When he wasn’t busy sticking up for Holtby and Neuvirth’s honor Sunday, he managed to score a goal—his first one in the NHL, and the Capitals’ only tally of the game.
“I’m kind of a kid living the dream right now,” Oleksy said.
He may be the only one; for many in Washington, reality is becoming all too hard-hitting. One could write an entire trilogy on something that has emerged as the Capitals’ bane, and which showed up again Sunday: shot-blocking teams. Of note, the Capitals’ last three losses have to come to teams ranked in the top 10 in shot blocking. Theoretically, shot-blocking should be most NHL teams’ bane, but Washington seems consistently unable to adjust its offense to this style of play, and not just this season (see: Montreal, 2009-2010 playoffs). Yes, the Capitals themselves are a decent 14th in shot-blocking this season, but that doesn’t help much at the other end of the ice.

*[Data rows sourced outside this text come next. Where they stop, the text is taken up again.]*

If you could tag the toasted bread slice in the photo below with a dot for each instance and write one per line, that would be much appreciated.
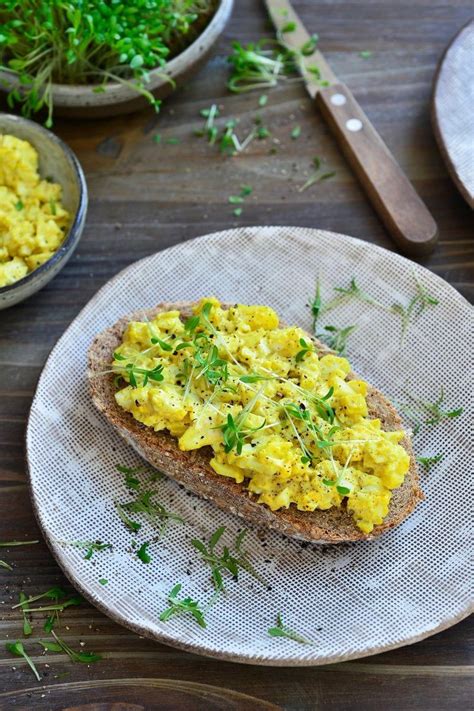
(192, 469)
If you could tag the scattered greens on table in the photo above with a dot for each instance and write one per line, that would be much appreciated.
(281, 630)
(227, 560)
(81, 42)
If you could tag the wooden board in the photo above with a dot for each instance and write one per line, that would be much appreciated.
(147, 196)
(452, 110)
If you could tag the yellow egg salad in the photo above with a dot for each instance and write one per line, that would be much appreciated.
(33, 222)
(285, 422)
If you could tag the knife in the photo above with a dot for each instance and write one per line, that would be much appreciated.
(404, 214)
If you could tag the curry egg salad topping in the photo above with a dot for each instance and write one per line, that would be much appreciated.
(278, 417)
(32, 220)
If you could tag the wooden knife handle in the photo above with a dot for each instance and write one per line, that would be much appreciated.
(401, 209)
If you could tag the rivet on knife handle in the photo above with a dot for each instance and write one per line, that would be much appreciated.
(391, 193)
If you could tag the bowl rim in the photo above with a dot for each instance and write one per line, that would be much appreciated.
(70, 238)
(222, 11)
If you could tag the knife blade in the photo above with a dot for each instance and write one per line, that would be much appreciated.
(404, 214)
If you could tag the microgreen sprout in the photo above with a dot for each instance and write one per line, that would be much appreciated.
(54, 593)
(259, 66)
(143, 554)
(429, 462)
(309, 47)
(186, 605)
(27, 628)
(422, 412)
(235, 434)
(281, 630)
(415, 307)
(91, 43)
(151, 509)
(254, 378)
(305, 349)
(299, 412)
(18, 650)
(315, 305)
(90, 547)
(132, 525)
(60, 645)
(352, 291)
(227, 560)
(135, 373)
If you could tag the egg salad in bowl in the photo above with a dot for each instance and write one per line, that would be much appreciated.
(285, 420)
(33, 222)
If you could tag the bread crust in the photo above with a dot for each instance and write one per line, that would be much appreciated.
(192, 469)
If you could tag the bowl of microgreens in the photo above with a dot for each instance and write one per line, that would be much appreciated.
(88, 58)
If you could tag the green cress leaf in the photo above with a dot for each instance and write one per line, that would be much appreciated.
(186, 605)
(143, 554)
(18, 650)
(281, 630)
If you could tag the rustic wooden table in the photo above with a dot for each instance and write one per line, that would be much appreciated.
(146, 196)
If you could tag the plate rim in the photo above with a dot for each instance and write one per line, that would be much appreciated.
(161, 637)
(435, 119)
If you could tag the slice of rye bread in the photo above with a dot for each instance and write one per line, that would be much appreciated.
(192, 469)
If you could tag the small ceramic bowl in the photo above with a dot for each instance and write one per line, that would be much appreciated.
(58, 161)
(85, 102)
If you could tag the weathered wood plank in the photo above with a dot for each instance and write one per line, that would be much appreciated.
(147, 197)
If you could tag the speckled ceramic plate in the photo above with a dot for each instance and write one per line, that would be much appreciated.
(453, 100)
(348, 600)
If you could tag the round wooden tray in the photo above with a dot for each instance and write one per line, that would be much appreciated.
(452, 104)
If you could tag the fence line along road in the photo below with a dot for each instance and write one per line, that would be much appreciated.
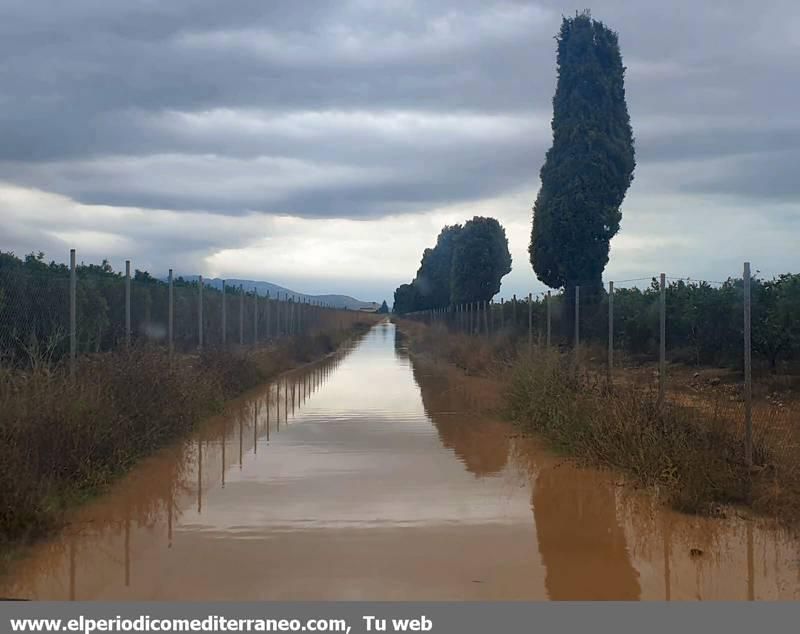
(58, 313)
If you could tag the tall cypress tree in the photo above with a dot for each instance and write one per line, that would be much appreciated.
(589, 167)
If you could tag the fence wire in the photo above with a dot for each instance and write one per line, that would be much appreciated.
(113, 310)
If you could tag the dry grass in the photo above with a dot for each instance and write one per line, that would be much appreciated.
(64, 439)
(691, 450)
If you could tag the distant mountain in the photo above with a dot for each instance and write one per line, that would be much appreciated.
(262, 288)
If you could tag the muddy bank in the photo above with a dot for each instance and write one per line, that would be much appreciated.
(374, 476)
(63, 439)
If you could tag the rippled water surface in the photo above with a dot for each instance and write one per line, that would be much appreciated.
(372, 476)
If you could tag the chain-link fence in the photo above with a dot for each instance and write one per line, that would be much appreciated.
(692, 341)
(53, 313)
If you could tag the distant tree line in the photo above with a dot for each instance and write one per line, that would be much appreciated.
(466, 265)
(704, 322)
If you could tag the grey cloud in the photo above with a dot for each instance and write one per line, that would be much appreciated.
(95, 95)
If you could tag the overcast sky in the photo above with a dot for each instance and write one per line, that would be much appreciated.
(322, 145)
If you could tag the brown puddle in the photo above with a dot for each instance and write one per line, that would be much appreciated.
(366, 476)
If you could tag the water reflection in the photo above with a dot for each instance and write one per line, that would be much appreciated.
(370, 475)
(580, 539)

Poor offensive play leads to the next consideration: Momentum was the primary reason Adam Oates gave for pulling Braden Holtby in the second period (the walkway from the Capitals’ locker room to the ice is going to have a few more dents in it thanks to Holtby’s trudge back, by the way). But in the end, what good does a momentum shift do if your offense can’t score afterwards? The observation isn’t so much a reflection on Oates’ decision and whether it was right or wrong, but more a reflection on the fact that the entire roster remained inflammable.
Finally, the Capitals’ PK wasn’t much to write about, either. It’s hard to find the heart to criticize a group of guys who have to walk into a situation knowing they’re at a disadvantage and probably going to walk out with a few puck imprints on their bodies, but the contrast between the two teams’ PK units was even more black and white (or should we say blue and red?) when the Rangers’ Girardi, Callahan and McDonagh managed to kill a 5-on-3 against the Capitals when it was a 2-goal game. With that kind of personnel on the PK, twenty-nine other teams in the league scream, “not fair.”